TOUS LES VOYANTS SONT AU ROUGE. Avec la loi de finances pour 2018, suivie de la loi « Elan » puis de récentes mesures du gouvernement touchant au logement social, les organismes HLM sont en alerte. A la journée du Réseau des acteurs de l’habitat du 20 mars, tous témoignent d’une crise aggravée dont les impacts commencent à se faire sentir. Dominique Hoorens, directeur des études économiques et financières de l’Union sociale pour l’habitat (USH), introduit le colloque par un calcul des effets, sur trois ans, de la loi de finances pour 2018. Entre la réduction de loyer de solidarité (RLS), le gel des loyers, ou encore le désengagement de l’Etat du financement du Fonds national des aides à la pierre (Fnap), compensés par les bailleurs, une perte de 6 milliards d’euros serait à déplorer pour leurs fonds propres.
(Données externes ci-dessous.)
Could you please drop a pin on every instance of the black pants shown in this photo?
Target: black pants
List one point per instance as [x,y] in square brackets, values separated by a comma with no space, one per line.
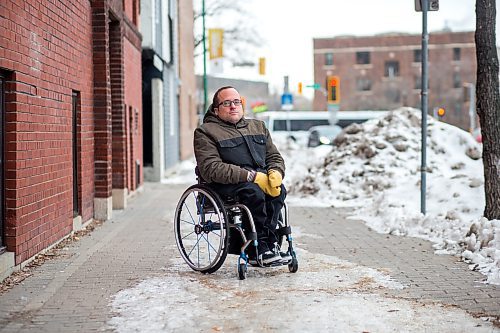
[264,208]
La principale crainte concerne les ventes de logements. Initialement, le gouvernement visait 40 000 transactions par an ; depuis, les objectifs chiffrés ont été abandonnés, mais la vente en blocs reste une priorité. Guillaume Gilquin, responsable du service des études à la Banque des territoires, tire de son dernier rapport « Perspectives » l’hypothèse que « les ventes aux personnes physiques et aux sociétés de ventes HLM pourraient doubler d’ici 2022 ». De quoi compenser des mesures comme la RLS et l’augmentation de la TVA ? Si « à court terme » le niveau de construction resterait « élevé », l’horizon à long terme est moins réjouissant. « La production de logements sociaux diminuerait de 38 % d’ici 20 ans pour retrouver le niveau du milieu des années 2000 », indique-t-il. La baisse du budget des bailleurs aura également des conséquences sur la maintenance. Une diminution de la rénovation thermique de 20 % sur 20 ans est envisagée. Inquiétant au vu de la moyenne d’âge avancé du parc social : 39 ans.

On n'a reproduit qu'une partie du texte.